27.3.4 Configuring the User Data Group Write Timer

The user data blocks are written as a group every 3 seconds. This increases the risk of data loss on a crash compared to previous versions of NSS that write data blocks every 1 second. You can set the user data group write timer (UserDataGroupWriteTime) to 1 second to get the familiar NSS behavior for data writes.

Use the following NSS command option to control the group write behavior for user data blocks:

/UserDataGroupWriteTime=seconds

Use the UserDataGroupWriteTime parameter to specify the elapsed time to wait before group writes of user data blocks. Decreasing the user data group write timer can help reduce the risk of data loss for a volume after a crash.

User Data Group Write Timer

Risk of Data Loss After a Crash

File System Performance

3 seconds (default)

Optimized for most scenarios

Optimized for most scenarios

1 second

Lower, typical of NSS on NetWare and OES 1 Linux and NetWare

Slower

Greater than 3 seconds

Higher

Faster

To set the UserDataGroupWriteTimer parameter, issue the following command as the root user in the NSS Console (nsscon):

nss /UserDataGroupWriteTime=seconds

Replace seconds with the maximum number of seconds to elapse before forcing user data blocks to be written to the volume. The default value of seconds is 3.

For example, to group write user data blocks every 1 second, enter

nss /UserDataGroupWriteTime=1

27.3.5 Viewing Group Write Policies

  1. Open a terminal console, then log in as the root user.

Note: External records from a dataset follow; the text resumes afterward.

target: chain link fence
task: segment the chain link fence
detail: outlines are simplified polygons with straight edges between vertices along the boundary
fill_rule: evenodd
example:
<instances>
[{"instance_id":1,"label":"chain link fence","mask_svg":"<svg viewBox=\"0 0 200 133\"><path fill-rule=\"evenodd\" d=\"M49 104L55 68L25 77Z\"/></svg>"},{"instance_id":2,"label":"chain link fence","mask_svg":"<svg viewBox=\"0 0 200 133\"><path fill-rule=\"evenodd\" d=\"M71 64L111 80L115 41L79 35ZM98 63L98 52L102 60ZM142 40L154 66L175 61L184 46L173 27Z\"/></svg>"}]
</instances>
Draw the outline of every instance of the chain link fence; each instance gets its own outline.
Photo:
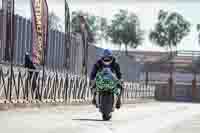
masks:
<instances>
[{"instance_id":1,"label":"chain link fence","mask_svg":"<svg viewBox=\"0 0 200 133\"><path fill-rule=\"evenodd\" d=\"M71 73L42 72L18 68L13 70L0 66L0 101L1 103L32 102L86 102L90 103L92 94L89 79ZM12 74L12 75L11 75ZM155 87L142 82L125 82L122 99L152 99Z\"/></svg>"}]
</instances>

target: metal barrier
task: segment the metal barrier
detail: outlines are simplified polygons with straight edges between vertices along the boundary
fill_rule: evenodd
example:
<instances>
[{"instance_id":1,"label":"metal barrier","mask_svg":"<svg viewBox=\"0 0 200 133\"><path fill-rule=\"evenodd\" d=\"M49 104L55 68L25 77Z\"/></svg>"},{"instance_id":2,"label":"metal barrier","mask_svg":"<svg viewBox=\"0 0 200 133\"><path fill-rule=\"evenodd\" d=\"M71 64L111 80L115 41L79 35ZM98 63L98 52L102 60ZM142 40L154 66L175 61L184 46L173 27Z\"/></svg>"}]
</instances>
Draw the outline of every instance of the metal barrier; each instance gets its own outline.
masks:
<instances>
[{"instance_id":1,"label":"metal barrier","mask_svg":"<svg viewBox=\"0 0 200 133\"><path fill-rule=\"evenodd\" d=\"M123 101L133 100L137 98L154 98L155 86L145 85L142 82L125 82L124 93L122 95Z\"/></svg>"},{"instance_id":2,"label":"metal barrier","mask_svg":"<svg viewBox=\"0 0 200 133\"><path fill-rule=\"evenodd\" d=\"M87 102L92 95L89 80L70 73L42 72L30 69L11 70L0 67L0 101L2 103ZM11 75L12 74L12 75ZM125 82L123 101L153 98L154 86Z\"/></svg>"}]
</instances>

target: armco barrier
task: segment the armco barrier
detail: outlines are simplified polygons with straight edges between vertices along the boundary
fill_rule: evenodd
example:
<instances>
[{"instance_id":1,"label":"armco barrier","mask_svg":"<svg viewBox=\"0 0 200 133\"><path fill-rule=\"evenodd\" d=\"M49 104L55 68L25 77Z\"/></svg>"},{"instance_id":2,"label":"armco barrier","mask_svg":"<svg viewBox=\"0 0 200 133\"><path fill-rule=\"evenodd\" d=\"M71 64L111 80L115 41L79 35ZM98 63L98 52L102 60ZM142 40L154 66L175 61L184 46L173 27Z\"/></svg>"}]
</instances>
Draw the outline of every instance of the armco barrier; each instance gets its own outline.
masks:
<instances>
[{"instance_id":1,"label":"armco barrier","mask_svg":"<svg viewBox=\"0 0 200 133\"><path fill-rule=\"evenodd\" d=\"M124 82L123 102L137 98L153 98L154 86ZM0 67L1 103L90 103L89 80L70 73L46 72Z\"/></svg>"}]
</instances>

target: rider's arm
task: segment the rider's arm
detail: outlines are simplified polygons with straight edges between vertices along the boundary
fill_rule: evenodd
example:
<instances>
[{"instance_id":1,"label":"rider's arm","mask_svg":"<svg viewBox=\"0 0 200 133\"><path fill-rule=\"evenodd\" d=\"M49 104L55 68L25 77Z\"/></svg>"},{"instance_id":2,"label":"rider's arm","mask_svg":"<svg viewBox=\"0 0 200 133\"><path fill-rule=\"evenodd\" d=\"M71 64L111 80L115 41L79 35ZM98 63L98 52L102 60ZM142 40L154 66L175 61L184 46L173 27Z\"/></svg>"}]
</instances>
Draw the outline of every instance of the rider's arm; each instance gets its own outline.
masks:
<instances>
[{"instance_id":1,"label":"rider's arm","mask_svg":"<svg viewBox=\"0 0 200 133\"><path fill-rule=\"evenodd\" d=\"M96 74L97 74L97 70L98 70L97 64L94 64L93 68L92 68L92 72L90 74L90 80L94 80L95 79Z\"/></svg>"},{"instance_id":2,"label":"rider's arm","mask_svg":"<svg viewBox=\"0 0 200 133\"><path fill-rule=\"evenodd\" d=\"M116 63L116 65L115 65L115 69L116 69L116 75L117 75L117 78L118 78L119 80L121 80L121 78L122 78L122 74L121 74L120 66L119 66L118 63Z\"/></svg>"}]
</instances>

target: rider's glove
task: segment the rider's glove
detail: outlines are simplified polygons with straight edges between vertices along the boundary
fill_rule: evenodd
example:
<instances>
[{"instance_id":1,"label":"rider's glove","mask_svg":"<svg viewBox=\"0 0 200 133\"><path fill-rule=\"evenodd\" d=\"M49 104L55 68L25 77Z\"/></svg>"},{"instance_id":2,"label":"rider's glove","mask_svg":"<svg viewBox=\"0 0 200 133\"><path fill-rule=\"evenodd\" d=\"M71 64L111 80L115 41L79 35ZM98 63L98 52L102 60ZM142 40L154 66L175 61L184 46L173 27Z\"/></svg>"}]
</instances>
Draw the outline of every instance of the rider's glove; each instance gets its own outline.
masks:
<instances>
[{"instance_id":1,"label":"rider's glove","mask_svg":"<svg viewBox=\"0 0 200 133\"><path fill-rule=\"evenodd\" d=\"M123 85L124 84L124 80L120 79L120 83L121 83L121 85Z\"/></svg>"},{"instance_id":2,"label":"rider's glove","mask_svg":"<svg viewBox=\"0 0 200 133\"><path fill-rule=\"evenodd\" d=\"M91 88L92 94L96 92L94 86L95 86L95 80L90 80L90 88Z\"/></svg>"},{"instance_id":3,"label":"rider's glove","mask_svg":"<svg viewBox=\"0 0 200 133\"><path fill-rule=\"evenodd\" d=\"M94 87L94 85L95 85L95 80L90 80L90 86Z\"/></svg>"}]
</instances>

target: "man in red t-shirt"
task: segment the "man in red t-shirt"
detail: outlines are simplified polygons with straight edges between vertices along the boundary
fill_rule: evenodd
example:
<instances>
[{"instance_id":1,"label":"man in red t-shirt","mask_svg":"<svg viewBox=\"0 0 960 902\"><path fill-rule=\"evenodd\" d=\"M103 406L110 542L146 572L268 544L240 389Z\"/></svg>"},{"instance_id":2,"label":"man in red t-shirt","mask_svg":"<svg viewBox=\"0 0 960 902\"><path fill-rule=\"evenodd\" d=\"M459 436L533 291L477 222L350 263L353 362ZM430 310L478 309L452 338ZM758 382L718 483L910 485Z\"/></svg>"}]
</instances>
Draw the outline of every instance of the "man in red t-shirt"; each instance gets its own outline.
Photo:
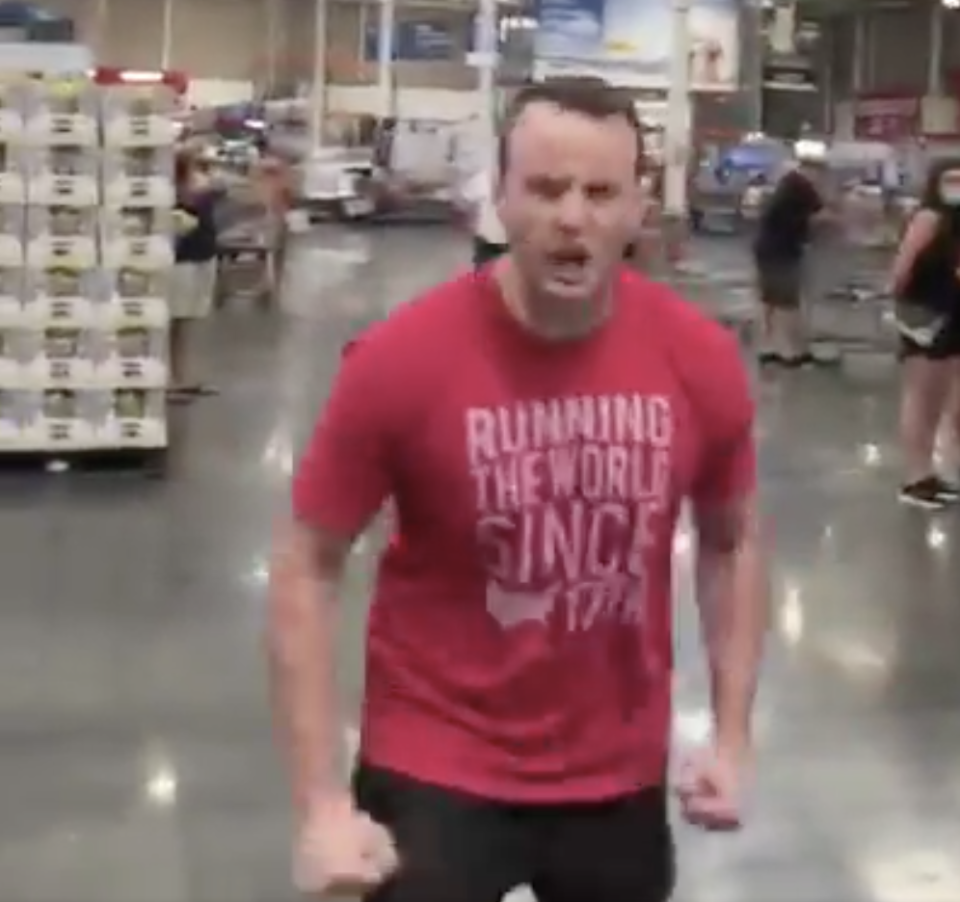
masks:
<instances>
[{"instance_id":1,"label":"man in red t-shirt","mask_svg":"<svg viewBox=\"0 0 960 902\"><path fill-rule=\"evenodd\" d=\"M621 264L642 140L596 82L507 117L509 253L345 356L272 569L269 648L298 880L376 902L663 902L673 538L690 501L715 731L684 816L740 820L766 624L753 409L734 340ZM337 780L337 597L390 500L353 792Z\"/></svg>"}]
</instances>

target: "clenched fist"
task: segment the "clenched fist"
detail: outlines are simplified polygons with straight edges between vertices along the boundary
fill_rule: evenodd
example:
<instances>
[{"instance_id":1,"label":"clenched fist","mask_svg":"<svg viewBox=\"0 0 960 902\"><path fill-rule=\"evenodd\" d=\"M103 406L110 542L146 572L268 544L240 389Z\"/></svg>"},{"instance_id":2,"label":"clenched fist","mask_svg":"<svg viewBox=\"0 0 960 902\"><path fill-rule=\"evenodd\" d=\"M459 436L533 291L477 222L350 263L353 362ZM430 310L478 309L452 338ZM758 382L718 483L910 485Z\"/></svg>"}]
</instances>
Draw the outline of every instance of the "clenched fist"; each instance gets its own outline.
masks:
<instances>
[{"instance_id":1,"label":"clenched fist","mask_svg":"<svg viewBox=\"0 0 960 902\"><path fill-rule=\"evenodd\" d=\"M700 749L680 769L684 819L705 830L738 830L743 818L743 763L720 749Z\"/></svg>"},{"instance_id":2,"label":"clenched fist","mask_svg":"<svg viewBox=\"0 0 960 902\"><path fill-rule=\"evenodd\" d=\"M318 800L297 842L294 881L303 893L364 892L397 869L390 831L347 796Z\"/></svg>"}]
</instances>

  2. At the terminal console prompt, enter

    nsscon
    
  3. In nsscon, enter

    nss /status
    
  4. Look for the following settings in the Current NSS Status report:

      Journal Flush Timer                = 1 second
      Metadata Flush Timer               = 40 seconds
      User Data Flush Timer              = 3 seconds
      Current Metadata Group Write Size  = 64k (16)
      Metadata Block Group Write Limit   = 80000k (20000)